Ninguém questiona que a economia e o Estado francês têm problemas que carecem de reformas. O problema do Presidente francês é outro: pior que não ter ideias próprias é optar pelas ideias erradas dos adversários. Se o desafio é produzir mais e melhor, não se percebe em que medida é que reforçar a austeridade, cortando na despesa pública e aumentando o IVA, e baixar as contribuições sociais de todas as empresas resolve o problema: a austeridade deprime a procura, que já é hoje, segundo os próprios empresários franceses, a principal limitação à actividade das empresas, e a redução dos custos de todas as empresas só leva a mais produção, investimento e emprego se as empresas tiveram a quem vender os seus produtos, algo que a austeridade trata de garantir que não acontecerá.

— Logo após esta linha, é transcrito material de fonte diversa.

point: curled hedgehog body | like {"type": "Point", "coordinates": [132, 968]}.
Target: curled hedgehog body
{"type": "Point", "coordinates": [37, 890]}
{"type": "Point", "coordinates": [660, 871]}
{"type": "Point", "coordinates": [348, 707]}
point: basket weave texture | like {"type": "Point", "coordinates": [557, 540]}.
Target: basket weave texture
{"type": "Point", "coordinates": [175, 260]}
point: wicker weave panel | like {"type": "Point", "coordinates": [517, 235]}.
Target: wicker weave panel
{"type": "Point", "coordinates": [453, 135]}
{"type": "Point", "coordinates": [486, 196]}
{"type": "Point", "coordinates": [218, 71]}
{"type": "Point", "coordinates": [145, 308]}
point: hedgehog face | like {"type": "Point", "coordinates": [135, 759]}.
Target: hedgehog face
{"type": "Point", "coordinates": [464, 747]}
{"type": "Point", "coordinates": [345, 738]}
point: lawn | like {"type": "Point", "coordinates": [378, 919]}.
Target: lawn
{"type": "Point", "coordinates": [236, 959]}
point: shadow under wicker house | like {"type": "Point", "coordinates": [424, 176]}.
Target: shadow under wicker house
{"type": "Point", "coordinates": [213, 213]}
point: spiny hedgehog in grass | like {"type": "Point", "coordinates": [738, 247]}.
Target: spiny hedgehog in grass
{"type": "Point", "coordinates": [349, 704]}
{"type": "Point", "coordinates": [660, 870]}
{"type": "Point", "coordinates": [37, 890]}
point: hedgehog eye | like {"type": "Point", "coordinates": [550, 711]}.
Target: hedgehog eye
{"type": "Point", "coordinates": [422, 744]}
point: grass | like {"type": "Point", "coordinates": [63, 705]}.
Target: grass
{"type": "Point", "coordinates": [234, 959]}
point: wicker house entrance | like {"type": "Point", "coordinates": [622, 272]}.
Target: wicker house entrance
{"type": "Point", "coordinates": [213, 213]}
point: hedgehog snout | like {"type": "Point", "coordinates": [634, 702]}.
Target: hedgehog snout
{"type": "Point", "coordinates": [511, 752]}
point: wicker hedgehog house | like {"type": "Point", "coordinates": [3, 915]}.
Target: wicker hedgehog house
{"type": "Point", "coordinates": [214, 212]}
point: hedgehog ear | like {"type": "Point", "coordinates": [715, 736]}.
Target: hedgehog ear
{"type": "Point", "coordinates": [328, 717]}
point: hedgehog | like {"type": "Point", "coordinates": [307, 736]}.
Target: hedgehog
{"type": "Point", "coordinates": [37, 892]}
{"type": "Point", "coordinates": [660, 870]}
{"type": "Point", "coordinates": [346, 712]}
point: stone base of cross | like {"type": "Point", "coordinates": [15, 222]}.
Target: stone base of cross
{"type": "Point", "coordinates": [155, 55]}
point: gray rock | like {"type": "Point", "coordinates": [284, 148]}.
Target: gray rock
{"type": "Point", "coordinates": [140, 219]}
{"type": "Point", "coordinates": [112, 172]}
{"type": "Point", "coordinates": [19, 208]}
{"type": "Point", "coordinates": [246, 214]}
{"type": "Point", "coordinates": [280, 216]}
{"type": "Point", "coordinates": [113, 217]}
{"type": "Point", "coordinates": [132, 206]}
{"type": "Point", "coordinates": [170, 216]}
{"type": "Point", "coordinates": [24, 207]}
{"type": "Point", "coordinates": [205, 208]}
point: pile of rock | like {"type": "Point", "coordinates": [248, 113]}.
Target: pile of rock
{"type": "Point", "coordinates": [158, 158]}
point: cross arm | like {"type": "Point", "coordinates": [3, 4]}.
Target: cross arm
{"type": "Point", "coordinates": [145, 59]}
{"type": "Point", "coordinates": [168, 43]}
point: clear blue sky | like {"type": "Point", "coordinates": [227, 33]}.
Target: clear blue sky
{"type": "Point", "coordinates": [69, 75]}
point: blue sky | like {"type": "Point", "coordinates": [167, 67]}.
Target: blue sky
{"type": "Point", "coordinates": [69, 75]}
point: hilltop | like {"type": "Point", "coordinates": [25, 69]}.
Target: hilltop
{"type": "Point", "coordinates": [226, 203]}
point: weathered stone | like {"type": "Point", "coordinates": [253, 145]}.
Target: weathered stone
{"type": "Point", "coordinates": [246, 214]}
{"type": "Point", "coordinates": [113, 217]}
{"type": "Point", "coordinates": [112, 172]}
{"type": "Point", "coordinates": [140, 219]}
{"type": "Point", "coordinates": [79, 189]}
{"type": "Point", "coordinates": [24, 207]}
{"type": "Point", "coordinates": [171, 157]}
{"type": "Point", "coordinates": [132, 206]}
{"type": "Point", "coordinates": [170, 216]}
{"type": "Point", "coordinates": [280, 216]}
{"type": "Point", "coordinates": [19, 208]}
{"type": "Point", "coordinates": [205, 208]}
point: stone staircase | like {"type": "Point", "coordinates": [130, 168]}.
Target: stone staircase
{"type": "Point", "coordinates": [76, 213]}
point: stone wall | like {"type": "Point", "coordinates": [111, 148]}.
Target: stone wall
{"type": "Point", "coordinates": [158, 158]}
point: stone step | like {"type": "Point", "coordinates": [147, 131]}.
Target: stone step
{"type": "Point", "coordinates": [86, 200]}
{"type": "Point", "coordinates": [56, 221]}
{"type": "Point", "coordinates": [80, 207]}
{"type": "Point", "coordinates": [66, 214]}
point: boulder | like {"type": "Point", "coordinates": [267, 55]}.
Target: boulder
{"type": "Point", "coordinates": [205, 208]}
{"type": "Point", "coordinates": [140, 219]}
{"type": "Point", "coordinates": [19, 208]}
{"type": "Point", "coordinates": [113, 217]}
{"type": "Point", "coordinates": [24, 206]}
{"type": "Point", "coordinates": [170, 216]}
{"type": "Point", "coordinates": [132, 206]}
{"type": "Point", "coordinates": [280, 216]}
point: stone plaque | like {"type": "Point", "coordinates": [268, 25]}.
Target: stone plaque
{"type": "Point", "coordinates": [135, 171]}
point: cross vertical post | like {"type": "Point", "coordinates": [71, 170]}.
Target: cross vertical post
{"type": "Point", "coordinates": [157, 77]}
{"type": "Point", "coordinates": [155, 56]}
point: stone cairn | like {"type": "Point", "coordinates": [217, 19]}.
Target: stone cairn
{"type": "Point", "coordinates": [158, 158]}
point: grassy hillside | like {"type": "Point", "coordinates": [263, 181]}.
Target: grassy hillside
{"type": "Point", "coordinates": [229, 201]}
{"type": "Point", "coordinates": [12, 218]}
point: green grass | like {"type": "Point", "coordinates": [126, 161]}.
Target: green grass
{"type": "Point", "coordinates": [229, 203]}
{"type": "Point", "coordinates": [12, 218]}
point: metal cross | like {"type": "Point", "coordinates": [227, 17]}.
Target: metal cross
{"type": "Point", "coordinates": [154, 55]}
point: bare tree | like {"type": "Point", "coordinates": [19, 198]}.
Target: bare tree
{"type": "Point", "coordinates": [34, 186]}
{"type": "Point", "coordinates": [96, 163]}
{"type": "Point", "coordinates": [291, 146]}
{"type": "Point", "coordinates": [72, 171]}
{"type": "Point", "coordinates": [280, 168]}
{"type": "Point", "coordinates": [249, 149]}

A social-democracia europeia tem de perceber que não poderá ter sucesso enquanto não contestar a política da direita que aposta na compressão da procura interna e na redução dos custos das empresas como via única para a prosperidade. Este não é, em rigor, um problema francês: é um problema europeu. O problema de Hollande é não perceber isto e escolher aderir às políticas que estão a condenar a Europa (e a França) ao definhamento económico, a um crescente descontentamento social e a uma frustração política explosiva.
A resposta da social-democracia não pode ser a de aderir a este suicídio colectivo, mas sim o de procurar enfrentar o problema na sua raiz, que é a de uma estratégia europeia que insiste em tratar a maior zona económica do planeta como se esta fosse uma pequena economia aberta, que pode sacrificar o mercado interno e o poder dos seus cidadãos no altar das exportações. Esta estratégia pode ter resultado para a Alemanha isoladamente, mas não poderá nunca ser generalizada: se todos os países tentarem comprimir a procura e baixar os seus custos de produção, o resultado final será mais recessão em todo o lado e ganhos de competitividade nulos, porque, quando todos fazem o mesmo, ninguém ganha.’